Mas, em meio à confusão instalada, ninguém ouvia ninguém. Instintivamente as mulheres começaram a levantar de seus lugares e a se reorganizarem em grupos: as mais exaltadas que ofendiam abertamente, as críticas moderadas que discordavam com um pouco mais de cordialidade e umas quatro ou cinco que apoiavam a decisão da mãe, mas preferiram manter silêncio para não se tornarem igualmente vítimas dos ataques.

O feminismo é assim: defende apenas as mulheres que rezam segundo a sua cartilha e não faz a menor cerimônia em humilhar as que falam uma língua diferente. Não é em prol da mulher, não é nem mesmo em prol da igualdade de gênero, mas sim, em favor de uma ideologia que tenta implantar – na base da imposição – o conceito de que a mulher deve negar tudo o que faz parte de sua essência. Mulher que cuida da casa, cria os filhos e respeita o marido é, na visão feminista, uma pobre coitada, um ser desprezível que não passa de uma Amélia e que ainda não acordou para a vida. Essa merece ser xingada, ofendida, ridicularizada e posta de lado.

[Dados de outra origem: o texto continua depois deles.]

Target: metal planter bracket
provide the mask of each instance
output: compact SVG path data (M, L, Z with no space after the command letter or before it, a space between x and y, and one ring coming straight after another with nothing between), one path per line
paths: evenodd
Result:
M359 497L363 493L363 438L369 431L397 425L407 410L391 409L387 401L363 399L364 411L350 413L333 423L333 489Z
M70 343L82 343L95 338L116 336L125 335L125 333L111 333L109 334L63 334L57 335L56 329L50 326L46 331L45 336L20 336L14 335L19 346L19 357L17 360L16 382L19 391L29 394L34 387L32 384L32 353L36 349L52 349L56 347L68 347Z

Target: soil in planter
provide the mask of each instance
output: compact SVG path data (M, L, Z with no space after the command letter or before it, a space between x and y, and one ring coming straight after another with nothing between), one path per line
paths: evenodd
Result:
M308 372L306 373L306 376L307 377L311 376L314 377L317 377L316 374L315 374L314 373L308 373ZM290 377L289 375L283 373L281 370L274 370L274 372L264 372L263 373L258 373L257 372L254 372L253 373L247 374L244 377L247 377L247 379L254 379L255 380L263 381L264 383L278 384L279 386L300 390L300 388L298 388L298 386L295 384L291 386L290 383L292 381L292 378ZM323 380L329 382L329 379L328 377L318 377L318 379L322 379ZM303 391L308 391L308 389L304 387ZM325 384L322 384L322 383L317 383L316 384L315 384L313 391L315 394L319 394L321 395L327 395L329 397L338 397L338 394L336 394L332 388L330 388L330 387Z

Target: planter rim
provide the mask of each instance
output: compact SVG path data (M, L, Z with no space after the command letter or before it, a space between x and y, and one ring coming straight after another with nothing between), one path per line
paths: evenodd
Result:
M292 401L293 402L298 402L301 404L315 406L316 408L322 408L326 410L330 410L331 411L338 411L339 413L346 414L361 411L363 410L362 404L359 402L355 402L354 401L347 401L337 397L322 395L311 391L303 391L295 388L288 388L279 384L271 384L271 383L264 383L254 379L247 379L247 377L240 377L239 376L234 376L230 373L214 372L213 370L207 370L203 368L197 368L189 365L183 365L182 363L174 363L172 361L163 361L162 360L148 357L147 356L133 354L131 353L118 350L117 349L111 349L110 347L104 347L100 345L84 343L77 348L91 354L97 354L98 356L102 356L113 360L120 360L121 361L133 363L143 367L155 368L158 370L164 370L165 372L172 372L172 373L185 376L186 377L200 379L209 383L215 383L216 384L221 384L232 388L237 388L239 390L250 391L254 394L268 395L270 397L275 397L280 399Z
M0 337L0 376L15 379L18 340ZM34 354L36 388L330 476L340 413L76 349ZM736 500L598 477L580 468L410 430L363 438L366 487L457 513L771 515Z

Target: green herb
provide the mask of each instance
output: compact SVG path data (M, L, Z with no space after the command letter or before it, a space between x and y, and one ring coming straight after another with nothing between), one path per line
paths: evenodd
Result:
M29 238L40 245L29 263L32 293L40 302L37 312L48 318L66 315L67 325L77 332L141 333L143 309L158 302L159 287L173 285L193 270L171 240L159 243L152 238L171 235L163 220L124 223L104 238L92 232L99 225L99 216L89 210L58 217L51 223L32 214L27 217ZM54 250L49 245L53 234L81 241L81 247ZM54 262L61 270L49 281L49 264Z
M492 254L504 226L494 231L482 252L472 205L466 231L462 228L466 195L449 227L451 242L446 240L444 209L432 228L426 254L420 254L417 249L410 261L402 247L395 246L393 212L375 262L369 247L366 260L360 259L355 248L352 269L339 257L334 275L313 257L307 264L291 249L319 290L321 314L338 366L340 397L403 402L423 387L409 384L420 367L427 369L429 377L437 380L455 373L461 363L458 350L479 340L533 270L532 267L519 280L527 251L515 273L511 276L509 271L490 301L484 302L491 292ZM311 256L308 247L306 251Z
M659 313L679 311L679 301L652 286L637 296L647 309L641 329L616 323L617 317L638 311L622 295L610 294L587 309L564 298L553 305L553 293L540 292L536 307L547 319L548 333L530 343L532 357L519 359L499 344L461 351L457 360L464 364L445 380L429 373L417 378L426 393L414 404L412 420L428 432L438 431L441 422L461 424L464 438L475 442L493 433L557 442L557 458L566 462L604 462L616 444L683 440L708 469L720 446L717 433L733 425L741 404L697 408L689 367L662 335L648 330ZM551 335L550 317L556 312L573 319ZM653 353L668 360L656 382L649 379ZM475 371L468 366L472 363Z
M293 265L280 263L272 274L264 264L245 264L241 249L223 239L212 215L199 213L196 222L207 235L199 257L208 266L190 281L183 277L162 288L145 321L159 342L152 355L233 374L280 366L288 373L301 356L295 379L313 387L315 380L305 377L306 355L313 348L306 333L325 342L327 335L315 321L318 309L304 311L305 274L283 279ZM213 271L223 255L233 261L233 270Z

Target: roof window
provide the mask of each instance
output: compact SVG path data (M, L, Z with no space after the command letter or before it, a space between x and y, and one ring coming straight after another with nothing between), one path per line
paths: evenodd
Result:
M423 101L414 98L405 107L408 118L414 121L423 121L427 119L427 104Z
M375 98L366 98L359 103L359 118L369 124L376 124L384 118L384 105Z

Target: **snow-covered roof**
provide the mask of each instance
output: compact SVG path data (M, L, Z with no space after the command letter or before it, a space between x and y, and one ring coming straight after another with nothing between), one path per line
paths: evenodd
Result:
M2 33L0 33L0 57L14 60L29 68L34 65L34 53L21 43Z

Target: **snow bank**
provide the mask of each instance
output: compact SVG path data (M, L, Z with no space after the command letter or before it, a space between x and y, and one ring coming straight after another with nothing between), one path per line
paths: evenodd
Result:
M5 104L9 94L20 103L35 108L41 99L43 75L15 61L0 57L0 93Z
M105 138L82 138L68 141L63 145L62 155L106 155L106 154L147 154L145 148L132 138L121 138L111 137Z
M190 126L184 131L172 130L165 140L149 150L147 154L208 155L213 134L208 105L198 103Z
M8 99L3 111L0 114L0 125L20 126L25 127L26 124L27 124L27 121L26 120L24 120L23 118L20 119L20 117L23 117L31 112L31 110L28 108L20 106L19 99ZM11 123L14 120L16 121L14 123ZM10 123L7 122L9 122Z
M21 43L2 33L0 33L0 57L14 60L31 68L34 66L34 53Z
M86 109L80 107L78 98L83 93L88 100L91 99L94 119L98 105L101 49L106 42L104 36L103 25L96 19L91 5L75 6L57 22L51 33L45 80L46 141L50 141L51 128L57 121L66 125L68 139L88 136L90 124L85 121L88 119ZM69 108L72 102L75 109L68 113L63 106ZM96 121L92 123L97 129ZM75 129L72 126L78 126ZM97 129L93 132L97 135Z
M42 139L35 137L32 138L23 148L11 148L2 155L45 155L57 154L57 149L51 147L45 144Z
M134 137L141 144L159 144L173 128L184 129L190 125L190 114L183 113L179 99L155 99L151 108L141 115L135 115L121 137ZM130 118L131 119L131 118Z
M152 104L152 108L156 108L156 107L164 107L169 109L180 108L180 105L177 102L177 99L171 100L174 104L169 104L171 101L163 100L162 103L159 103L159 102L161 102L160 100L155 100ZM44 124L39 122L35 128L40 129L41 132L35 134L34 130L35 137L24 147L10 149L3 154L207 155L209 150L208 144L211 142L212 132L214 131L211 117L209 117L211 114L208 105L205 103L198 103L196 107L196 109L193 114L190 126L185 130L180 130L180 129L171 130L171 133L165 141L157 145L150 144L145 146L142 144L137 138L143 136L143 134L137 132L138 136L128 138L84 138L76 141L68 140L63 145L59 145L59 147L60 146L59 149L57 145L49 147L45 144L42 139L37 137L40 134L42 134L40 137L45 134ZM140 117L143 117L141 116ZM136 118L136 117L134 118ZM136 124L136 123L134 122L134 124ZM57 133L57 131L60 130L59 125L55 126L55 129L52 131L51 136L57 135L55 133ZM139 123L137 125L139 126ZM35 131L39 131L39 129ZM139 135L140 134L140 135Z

Diante disso, não foi possível continuar participando dos grupos, pois a construção daquela Torre de Babel chamada feminismo instalou línguas estranhas em nosso meio. Quando há uma única língua, não há nada que impeça a realização daquilo que nos propusermos a fazer, mas quando os discursos se polarizam e não há mais concordância, a divisão é um passo natural.

É curioso, para dizer o mínimo, que o ser humano se ache tão evoluído ao mesmo tempo que repete comportamentos registrados desde os primórdios da história. E a pergunta que me faço quase todos os dias é: será que realmente estamos evoluindo?